Noel Carroll「物語的連結について」
Beyond Aesthetics: Philosophical Essays
Carroll, Noel, 2001, On the narrative connection
- 1. 物語的連結を定義する
- 2. 反論
- 3. 物語の理解
物語的連結は物語の主要な構成要素であるとされる。物語的連結は、二つの出来事の関係である。キャロルによれば、あるテキストが物語であるのは、それが多くの物語的連結を含むときだ。
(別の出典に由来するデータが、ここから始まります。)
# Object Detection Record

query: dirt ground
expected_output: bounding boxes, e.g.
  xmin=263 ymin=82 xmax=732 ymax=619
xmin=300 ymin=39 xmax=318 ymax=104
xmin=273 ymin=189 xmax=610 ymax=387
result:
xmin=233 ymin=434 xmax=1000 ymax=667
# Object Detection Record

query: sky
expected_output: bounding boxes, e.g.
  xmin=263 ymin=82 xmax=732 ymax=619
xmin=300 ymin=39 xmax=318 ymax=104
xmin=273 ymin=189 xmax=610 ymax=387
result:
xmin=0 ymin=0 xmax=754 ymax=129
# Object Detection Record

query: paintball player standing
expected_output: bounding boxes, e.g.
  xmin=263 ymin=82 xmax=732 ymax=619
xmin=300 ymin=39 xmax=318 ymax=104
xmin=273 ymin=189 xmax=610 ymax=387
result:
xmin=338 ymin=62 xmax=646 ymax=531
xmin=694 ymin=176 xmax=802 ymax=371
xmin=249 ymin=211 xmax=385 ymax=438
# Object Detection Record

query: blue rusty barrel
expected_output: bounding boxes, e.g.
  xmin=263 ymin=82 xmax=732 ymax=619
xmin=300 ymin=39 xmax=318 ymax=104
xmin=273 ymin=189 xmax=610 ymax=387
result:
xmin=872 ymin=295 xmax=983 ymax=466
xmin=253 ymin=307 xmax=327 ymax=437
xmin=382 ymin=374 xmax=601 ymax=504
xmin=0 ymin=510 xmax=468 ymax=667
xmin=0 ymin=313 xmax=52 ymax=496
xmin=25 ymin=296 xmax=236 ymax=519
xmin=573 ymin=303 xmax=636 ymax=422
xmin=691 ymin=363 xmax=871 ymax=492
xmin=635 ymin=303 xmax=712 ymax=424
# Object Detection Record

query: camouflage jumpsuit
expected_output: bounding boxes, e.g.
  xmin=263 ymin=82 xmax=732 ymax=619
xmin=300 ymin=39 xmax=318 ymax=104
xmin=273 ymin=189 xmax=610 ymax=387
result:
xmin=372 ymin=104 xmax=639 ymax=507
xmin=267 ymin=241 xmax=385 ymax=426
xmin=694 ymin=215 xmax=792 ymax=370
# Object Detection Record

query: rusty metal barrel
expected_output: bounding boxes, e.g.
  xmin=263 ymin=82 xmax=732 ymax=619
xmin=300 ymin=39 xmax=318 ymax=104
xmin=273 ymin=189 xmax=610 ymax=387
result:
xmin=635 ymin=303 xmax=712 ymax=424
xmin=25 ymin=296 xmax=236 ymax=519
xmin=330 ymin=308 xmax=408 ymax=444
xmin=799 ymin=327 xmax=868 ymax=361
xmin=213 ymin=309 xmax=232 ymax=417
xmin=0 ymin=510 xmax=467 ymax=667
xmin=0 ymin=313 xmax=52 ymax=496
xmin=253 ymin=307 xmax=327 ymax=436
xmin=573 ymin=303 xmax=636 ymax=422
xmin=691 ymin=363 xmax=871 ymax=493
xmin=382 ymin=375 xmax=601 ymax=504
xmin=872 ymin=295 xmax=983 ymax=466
キャロルによれば、物語的連結が実現するのは以下のときである。
- 1. 言説が、二つ以上の出来事/事態を表現する。
- 2. 全体的に前方志向的な仕方(時系列順)である。
- 3. 少なくとも一つの統一された主体の履歴に関わる。
- 4. 出来事/事態の時間的関係が明確に順序づけられている。
- 5. 前の出来事は後の出来事/事態の引き起こしのための少なくとも因果的必要条件である。
基本的には物語には因果関係が必要という話である。因果関係が表現されていない場合は、「記録」「年代記」といった別のカテゴリーになる。
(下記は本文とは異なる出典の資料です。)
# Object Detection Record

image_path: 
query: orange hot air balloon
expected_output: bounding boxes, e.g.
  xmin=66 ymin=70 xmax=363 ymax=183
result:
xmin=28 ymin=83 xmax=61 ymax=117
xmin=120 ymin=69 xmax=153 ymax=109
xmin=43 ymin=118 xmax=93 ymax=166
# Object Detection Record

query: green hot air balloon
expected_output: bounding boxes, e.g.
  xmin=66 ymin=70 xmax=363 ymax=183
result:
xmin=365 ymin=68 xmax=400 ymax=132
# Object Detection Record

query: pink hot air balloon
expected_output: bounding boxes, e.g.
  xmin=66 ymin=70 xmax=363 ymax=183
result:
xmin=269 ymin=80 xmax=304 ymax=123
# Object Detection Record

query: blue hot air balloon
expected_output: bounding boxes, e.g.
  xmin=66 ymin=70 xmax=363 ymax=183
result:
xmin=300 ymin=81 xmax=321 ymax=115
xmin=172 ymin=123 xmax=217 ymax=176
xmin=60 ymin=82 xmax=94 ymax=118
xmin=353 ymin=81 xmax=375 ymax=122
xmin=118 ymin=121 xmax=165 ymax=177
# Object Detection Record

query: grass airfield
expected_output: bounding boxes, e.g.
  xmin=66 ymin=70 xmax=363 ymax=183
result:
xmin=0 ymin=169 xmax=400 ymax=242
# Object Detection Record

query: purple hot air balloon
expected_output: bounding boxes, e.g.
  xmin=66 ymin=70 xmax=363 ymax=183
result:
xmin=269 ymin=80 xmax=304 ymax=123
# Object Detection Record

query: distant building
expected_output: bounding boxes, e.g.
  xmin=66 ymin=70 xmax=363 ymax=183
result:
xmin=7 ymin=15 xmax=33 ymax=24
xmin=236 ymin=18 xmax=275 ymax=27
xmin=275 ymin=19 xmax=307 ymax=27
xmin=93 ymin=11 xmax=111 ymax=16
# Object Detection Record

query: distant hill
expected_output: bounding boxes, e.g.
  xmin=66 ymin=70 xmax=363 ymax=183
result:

ただ、ここで問題になる因果関係は「もし仮に前の出来事がなければ後の出来事も無かっただろう」というものだとされる。
十分な原因(前の出来事が起きれば必ず後の出来事も起きる)である必要はないということで、少し弱い条件になっている。
INUS条件(insufficient but non-redundant parts of a condition which is itself unnecessary but sufficient for the occurrence of the effect)というらしい。